We spoke with Bess Clarke, CEO of Nantucket Looms, a boutique storefront and handweaver operating in the heart of Nantucket since 1968. For high-end clients to discerning visitors and locals alike, Nantucket Looms has carried on a tradition of design manufacturing and in-house weaving, in addition to a flourishing interior design business. They also help foster a community of local artists and artisans who are featured in their shop.
How did your partnerships with luxury fashion houses and high-end clients begin, and how have they developed?
Many of these partnerships developed from the connections the original founders of the Looms —Bill Euler and Andy Oates— had to designers and to customers from New York and Boston who vacationed on Nantucket. Bill had worked at the Plaza Hotel in NYC and Andy had studied under master weaver Anni Albers at the famed Black Mountain College, so they both brought a variety of experiences and relationships to the business.

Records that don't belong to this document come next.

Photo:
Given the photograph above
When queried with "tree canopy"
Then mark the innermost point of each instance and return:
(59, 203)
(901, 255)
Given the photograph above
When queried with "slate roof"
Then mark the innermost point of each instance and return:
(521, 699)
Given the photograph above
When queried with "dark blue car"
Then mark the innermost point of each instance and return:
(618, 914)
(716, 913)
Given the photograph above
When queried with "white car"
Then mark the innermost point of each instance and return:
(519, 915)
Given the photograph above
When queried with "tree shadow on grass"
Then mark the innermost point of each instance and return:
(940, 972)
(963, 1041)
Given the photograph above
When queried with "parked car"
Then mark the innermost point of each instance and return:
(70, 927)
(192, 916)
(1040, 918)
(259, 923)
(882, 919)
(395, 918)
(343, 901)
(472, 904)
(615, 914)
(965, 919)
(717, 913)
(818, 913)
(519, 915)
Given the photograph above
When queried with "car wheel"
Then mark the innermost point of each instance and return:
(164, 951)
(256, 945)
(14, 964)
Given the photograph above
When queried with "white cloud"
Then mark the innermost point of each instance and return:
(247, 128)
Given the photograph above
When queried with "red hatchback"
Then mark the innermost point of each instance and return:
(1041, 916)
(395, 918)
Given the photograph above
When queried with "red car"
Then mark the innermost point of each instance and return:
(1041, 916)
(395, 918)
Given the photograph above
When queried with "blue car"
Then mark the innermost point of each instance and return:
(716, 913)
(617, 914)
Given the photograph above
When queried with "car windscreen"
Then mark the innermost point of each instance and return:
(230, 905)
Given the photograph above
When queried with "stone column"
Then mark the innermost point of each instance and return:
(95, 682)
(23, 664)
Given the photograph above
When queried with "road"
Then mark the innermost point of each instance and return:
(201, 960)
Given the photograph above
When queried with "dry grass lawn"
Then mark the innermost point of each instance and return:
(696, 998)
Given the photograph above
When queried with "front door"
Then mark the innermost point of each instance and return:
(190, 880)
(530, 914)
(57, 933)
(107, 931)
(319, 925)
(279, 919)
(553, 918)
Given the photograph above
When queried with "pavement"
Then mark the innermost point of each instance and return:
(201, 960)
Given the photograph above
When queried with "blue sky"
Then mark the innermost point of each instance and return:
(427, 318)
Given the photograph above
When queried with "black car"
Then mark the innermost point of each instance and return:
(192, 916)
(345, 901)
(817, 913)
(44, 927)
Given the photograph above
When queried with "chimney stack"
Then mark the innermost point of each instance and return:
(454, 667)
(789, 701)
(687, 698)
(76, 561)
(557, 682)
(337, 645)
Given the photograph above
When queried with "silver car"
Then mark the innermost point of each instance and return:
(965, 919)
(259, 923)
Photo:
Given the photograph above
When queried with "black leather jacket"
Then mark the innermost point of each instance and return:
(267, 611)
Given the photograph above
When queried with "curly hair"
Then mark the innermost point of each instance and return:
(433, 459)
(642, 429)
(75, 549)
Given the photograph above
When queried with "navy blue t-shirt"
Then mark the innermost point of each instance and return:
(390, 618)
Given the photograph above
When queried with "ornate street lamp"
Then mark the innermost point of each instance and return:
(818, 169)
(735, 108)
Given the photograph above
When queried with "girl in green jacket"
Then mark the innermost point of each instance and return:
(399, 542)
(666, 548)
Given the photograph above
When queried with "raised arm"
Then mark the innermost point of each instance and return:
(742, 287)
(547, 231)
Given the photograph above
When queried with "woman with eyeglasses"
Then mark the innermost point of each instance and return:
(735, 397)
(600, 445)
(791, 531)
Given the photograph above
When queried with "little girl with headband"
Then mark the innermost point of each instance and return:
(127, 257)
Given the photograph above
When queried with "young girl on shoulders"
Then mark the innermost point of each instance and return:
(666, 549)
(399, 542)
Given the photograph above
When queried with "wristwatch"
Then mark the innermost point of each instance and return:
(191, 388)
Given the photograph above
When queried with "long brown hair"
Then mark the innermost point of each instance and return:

Bill and Andy had both developed reputations for excellence in design and quality and became the go-to for high-end production textiles, before fabric was so readily outsourced abroad on a mass production scale. Nantucket Looms has proudly produced the wall coverings for the National Gallery in Washington, D.C., the fabric in Chanel’s Corporate Headquarters in Paris and for the upholstery fabric in Bill Gates’ private airplane. And the list goes on…
What is it about Nantucket that inspires you?
We find inspirations in the natural color palette of the island—the greens and browns of the moors, the blues and turquoise of the ocean and the soft grays, pinks, and soft purples of the sky. Also, in the landscape and details of the island; In the organic shapes of shells and seaglass found on our beautiful beaches, in the historic Quaker architecture that has been so carefully preserved over the past two hundred years and of course in the local art of the island—everyone from weavers to basket makers, painters, potters, carvers and jewelers who carry their work here at Nantucket Looms.
Explain the value of having both textile design and weaving under the same roof.
In our world design and weaving go hand in hand, literally. Each weaver personally oversees the production of every piece they make, start to finish. The design component, the actual weaving of the textile and the finishing process are all equally important parts of the process. Since we only produce 7-14 pieces at a time, each textile deserves the time and attention to make them unique.
How do you envision the future of design, textiles, and interiors?
I think people will have more focused interest in where things are made and how they are produced. Now that interior furnishings can be readily accessed online in a moment’s notice, people will start to want more of a story to what they are buying. Here at Nantucket Looms you can know who made your handwoven throw and customize it based on your color palette.
How do your company values align with Merida’s?
Besides loving the look and quality of Merida’s products, Nantucket Looms shares Merida’s same values of craftsmanship and the integrity of our materials. And similar to Merida who has been in business for 30 years, we too are dedicated to our local economy by employing people year-round since 1968.
In your expert opinion, which of our woven in USA collections do you like the most?
We are drawn to the Tissage Collection since it most closely resembles the Nantucket Looms handwoven textiles that we are known for. Simple, yet classic weave structures that represent timeless style.